Surprenant, car The French Dispatch (en France, il sort le 27 octobre) est une déclaration d’amour de l’homme du Texas à son pays d’adoption pendant une bonne partie de l’année. De plus, avec la circonstance qu’il a attendu patiemment depuis un an pour montrer le film puisque en mai 2019 il l’avait déjà prêt. Il l’a tourné à Angoulême, ville connue pour son festival international de la bande dessinée, où il a réuni une impressionnante brochette de stars du cinéma et fait construire des décors sur les pentes de la cité charentaise. Il a réalisé un décor de bande dessinée, comme les différents chapitres du film, qui se déroulent comme les pages illustrées d’un magazine, dans des formats et des esthétiques différents. Il baptise la ville du nom à la fois ironique et sympathique d’Ennui-sur-Blasé, un mélange d’une ville comme Paris et d’une ville de province comme Angoulême.
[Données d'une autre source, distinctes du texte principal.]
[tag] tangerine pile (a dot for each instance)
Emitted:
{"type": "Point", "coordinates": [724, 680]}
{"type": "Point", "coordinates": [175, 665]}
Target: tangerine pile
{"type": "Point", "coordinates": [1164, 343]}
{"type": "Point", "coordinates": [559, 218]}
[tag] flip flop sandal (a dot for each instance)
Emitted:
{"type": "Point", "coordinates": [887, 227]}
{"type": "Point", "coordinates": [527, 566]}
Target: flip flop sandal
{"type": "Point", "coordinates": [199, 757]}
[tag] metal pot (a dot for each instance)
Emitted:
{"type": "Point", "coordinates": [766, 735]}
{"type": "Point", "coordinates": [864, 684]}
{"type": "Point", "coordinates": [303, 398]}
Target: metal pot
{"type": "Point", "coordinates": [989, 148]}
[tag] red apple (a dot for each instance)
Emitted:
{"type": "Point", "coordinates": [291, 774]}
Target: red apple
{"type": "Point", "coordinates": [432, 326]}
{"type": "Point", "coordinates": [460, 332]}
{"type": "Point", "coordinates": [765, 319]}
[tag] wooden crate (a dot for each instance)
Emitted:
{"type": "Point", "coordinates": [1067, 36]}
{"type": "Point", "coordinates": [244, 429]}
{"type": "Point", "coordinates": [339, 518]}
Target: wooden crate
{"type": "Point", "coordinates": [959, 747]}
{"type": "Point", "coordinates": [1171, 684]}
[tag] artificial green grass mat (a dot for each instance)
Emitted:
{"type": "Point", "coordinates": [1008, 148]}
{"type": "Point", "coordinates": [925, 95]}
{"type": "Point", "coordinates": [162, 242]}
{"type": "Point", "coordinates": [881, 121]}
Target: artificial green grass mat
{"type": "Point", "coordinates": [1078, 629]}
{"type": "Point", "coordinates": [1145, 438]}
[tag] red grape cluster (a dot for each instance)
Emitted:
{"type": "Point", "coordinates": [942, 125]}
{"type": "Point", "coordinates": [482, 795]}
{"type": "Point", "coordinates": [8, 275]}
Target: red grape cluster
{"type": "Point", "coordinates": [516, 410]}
De Bill Murray à Léa Seydoux
Parmi les nombreuses stars impliquées dans le film, Bill Murray, Tilda Swinton, Adrien Brody, Benicio del Toro, Owen Wilson, Mathieu Amalric, Timothée Chalamet… même Jarvis Cocker, qui a composé le thème original du film, Aline, était sur le tapis rouge, pour vous donner une idée. Outre Frances McDormand et Elisabeth Moss, il manquait surtout Léa Seydoux, qui devait présenter quatre films à Cannes (dont France, de Bruno Dumont, et The Story of My Wife, d’Ildiko Enyedi, également en compétition), mais qui a dû rester chez elle parce qu’elle a été testée positive au Covid.
Pour comprendre la proposition d’Anderson, The French Dispatch est le nom d’un journal dominical qui a quitté le Kansas (où se trouve la maison mère) pour la France afin de proposer chaque semaine des reportages de fond en tous genres (une émulation du New Yorker). Son rédacteur en chef (Bill Murray, l’acteur fétiche du cinéaste) meurt et le journal est menacé de fermeture. Mais, pendant ce temps, quatre épisodes visuels se déroulent comme quatre petits films sur les différents contenus du magazine : un guide touristique à vélo; le portrait d’un artiste contemporain fou enfermé dans une prison; une reconstitution d’une sorte de Mai 68 avec des échiquiers à la place des barricades ; une intrigue entre gastronomie et mafia, qui se termine, justement, par un dessin animé.
C’est-à-dire qu’on retrouve ici toutes les ressources d’un artisan comme Anderson qui, à partir d’une idée de Roman Coppola, atteint peut-être le zénith de tout ce qu’il a fait jusqu’à présent. Ce qui pose la question de savoir s’il pourra désormais trouver un autre mode de représentation cinématographique. Mais, pour l’instant, c’est un réel plaisir de se laisser porter par cette carte postale festive et addictive d’un monde qui, à défaut d’exister, nous laisse rêver.